Unfortunately, my excellent business plan hadn't allowed for the long time it would take to get the application through and the money made available. It hadn't allowed for the fact that my manufacturer would take on other clients while I was waiting for the money. It hadn't allowed for the fact that all the concession units I'd arranged would be re-positioned to the back of the stores when the stock didn't arrive on time. It didn't allow for the fact that when the money arrived and the stock was ready for sale it would be at the end of the season when all garments were on sale.

To say I'd got off to a bad start would be to put it mildly. But it got worse. Although I managed to struggle through and get into the next season with a new range of designs, I'd made the mistake of using a team of conventional designers instead of using customer feedback for design initiatives. This seemed perfectly logical at the time because the sales units I'd opened were scattered all over the country and it was impossible to get information about what was fashionable in every area. But, I figured we were so high profile, with our designs in all the fashion magazines, that we could lead the fashions instead of following them.

Big mistake.
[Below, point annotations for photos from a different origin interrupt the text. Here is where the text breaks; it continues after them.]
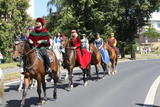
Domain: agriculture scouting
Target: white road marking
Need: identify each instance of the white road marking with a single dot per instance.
(152, 92)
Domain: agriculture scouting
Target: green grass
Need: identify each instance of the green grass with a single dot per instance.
(143, 56)
(8, 65)
(11, 76)
(16, 75)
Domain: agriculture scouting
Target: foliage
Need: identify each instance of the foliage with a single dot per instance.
(13, 18)
(151, 33)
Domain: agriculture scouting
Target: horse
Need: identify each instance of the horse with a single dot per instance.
(59, 56)
(34, 68)
(1, 87)
(97, 60)
(70, 61)
(33, 82)
(113, 57)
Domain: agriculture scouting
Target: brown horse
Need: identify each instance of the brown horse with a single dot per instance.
(1, 87)
(97, 60)
(34, 68)
(113, 57)
(70, 61)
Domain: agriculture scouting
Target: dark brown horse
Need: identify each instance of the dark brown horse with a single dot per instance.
(70, 61)
(97, 60)
(34, 68)
(113, 57)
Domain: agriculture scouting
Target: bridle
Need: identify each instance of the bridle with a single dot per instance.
(23, 55)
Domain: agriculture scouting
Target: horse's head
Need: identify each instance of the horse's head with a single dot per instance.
(65, 42)
(18, 50)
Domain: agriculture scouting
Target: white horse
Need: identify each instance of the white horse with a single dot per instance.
(59, 56)
(1, 86)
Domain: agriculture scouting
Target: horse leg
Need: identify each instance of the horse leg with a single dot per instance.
(55, 78)
(26, 86)
(21, 82)
(70, 85)
(39, 89)
(44, 90)
(89, 71)
(113, 67)
(104, 66)
(97, 70)
(59, 72)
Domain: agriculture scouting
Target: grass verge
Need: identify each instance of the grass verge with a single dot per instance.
(11, 76)
(16, 75)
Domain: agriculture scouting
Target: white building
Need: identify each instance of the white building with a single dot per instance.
(31, 9)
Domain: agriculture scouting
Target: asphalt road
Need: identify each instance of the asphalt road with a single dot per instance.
(128, 88)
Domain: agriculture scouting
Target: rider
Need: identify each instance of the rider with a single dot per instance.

What my sophisticated designers thought were very clever and trendy designs looked ridiculous in the eyes of the trendies in the clubs who, at that time, were all switching to the new fashion of punk clothing. The smart looking outfits we were making were being outsold by bits of black rag, strung together with safety pins and zips.

Before I could rectify the position, I was caught out by the catch-22 of the Government Guaranteed Loan scheme. I'd spent around eight months running without a profit. Although I hadn't actually made a trading loss, employment taxes for the staff and the (then) fifteen percent sales tax had mounted up to a total sum, owed to the Government Inland Revenue Departments, of twice as much as I'd borrowed from the bank. Faced with an impossible situation I had no alternative but to wind up the company and go into liquidation. So much for forward planning and carefully thought out designs.

Mapping this situation across to e-business and e-commerce, it isn't hard to spot many parallels: the expensively constructed Web site that ends up without any customers.; the negative cash flows as teams of experts work in vain at re-designs; pre-planning to bring about a solution that is out of date before it is in operation.

The real killer though is the mounting losses through overheads as a team struggles to cope with an ever changing situation. I still cannot believe how I was sucked into a situation where I'd given up a highly flexible, low cost system and replaced it with a ponderous, slow reacting organisation that carried fatal overhead penalties.